The four soon agree to the proposal. There’s little time to rest and prepare themselves for the trial, so they simply move Orinor’s head to the throne where it can be rejoined with his body, and wait. When night falls, the mist begins to rise off the lake. And as the mist creeps around the stones, they become whole again — the pillars become tall and uneroded, the colonnade gains a roof, the throne becomes smooth and whole. The mist also restores flesh to the seated giant’s body. Honora quickly levers Orinor’s head into place, and calls on the power of Valysa to make the wound whole.
Orinor shudders, and takes a deep breath — then he stands, and roars laughter. Baden and Honora tighten their grips on their axes. And the bones begin to rise. Four giantish skeletons, one of which has a single eye socket gleaming with pale fire.
“Will you fight along with us?” Abbron asks Orinor, his eyes warily on the hulking undead. The mist giant, though a mere scholar by his own admission, takes up one of the hill giant clubs and braces.
The giant skeletons are remarkably quick for their size. Honora moves to pin down one; Baden isolates a second. Abbron and Orinor challenge a third, while the cyclops fixes its missing eye on Bralta.
Fortune favors the heroes. The undead giants are strong, but the sacred power running through the paladin and the avenger is stronger. Abbron pummels a skeleton with thunder and lightning, and Orinor proves that although he may be “a humble scholar,” he is still a mist giant, with all the strength of their kind. Blow after blow lands home.
The skeletal cyclops has the most vicious attack. It claws away Bralta’s physical form, rending her insubstantial, then burns away a part of her ghostly form with its gaze. Honora pulls her back to physical form with a burst of divine energy, then finishes the cyclops. Her axe claims another skeleton, Baden’s a second, and Abbron finally blasts away the last.

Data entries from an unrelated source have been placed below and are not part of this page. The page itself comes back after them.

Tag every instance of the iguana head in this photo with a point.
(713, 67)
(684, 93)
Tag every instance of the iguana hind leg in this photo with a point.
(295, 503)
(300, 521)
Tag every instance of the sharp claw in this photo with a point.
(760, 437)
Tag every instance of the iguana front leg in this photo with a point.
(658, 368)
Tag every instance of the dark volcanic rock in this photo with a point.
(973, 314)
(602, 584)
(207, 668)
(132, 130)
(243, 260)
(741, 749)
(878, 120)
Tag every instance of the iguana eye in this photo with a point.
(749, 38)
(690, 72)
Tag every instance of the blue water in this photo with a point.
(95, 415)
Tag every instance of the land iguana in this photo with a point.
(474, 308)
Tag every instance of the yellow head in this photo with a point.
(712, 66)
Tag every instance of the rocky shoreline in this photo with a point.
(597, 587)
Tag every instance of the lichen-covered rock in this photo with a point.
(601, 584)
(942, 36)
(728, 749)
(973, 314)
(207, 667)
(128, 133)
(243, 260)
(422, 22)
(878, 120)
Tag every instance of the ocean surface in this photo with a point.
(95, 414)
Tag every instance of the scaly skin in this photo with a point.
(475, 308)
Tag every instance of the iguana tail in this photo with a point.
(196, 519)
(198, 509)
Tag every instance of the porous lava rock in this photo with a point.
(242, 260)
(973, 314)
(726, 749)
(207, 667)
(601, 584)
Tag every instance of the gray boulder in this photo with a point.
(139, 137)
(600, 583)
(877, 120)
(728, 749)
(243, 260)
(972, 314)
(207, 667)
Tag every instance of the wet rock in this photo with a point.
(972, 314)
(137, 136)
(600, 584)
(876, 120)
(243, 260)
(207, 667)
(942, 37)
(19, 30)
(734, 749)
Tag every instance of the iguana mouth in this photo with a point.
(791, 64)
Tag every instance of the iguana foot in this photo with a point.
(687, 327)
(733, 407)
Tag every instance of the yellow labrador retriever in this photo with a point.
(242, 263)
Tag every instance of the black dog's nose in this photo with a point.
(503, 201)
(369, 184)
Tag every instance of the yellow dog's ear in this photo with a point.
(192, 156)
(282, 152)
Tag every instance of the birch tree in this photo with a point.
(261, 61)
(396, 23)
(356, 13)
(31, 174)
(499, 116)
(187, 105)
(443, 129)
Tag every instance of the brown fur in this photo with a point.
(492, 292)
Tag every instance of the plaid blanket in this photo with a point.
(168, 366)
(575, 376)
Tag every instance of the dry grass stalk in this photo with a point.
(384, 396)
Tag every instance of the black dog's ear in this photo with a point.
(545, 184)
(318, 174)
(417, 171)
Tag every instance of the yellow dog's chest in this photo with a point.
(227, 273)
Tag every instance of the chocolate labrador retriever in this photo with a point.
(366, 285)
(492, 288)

Orinor bellows with laughter again. “You fight well, little ones! A bargain is a bargain. Think on what you would ask me, and I will answer your questions when you are ready.”
The mist giant strides down to the lakeshore while the four begin to discuss the questions to ask. He drinks deeply, strips and wades through the water with the delight of the recently re-embodied. Finally he returns, settles into the seat, and rests his hands on his knees. Abbron steps forward.
“Ask,” says Orinor.
“What is the Rider in White?”
Orinor closes his eyes, and pauses. “A wraith. The ghost of the last survivor of a lost village — the ghost of the entire village. He alone remembers all the names of those who died. He… despises the living for drawing breath while those close to him do not. He craves stillness and silence in the land.”
Orinor pauses, nods. “Ask.”
“How do we sever the link between the Stoic Man and his creator?”
Another pause. “There is a knife in Lanthorn. It has tasted the blood of the creator and the flesh of the created. Bless it to cleanse away the blood of the father, and drive it into the son’s flesh.”
He exhales. “Ask.”
“Among our enemies are those who wander. Where can we take the nomads by surprise?”
A final pause. “The Fool watches from behind glass. He sees clearly… unless the glass is clouded. The Assassin sits in a tower in Lanthorn, called to aid his ally when the need is there. They are patient, and they are vigilant.”
His divinations complete, Orinor rises to his feet. He thanks the small folk again for their aid, and wishes them well. Then he walks into the fog and is lost to sight. The mist clears, and the stones become weathered and worn again, as the sun rises.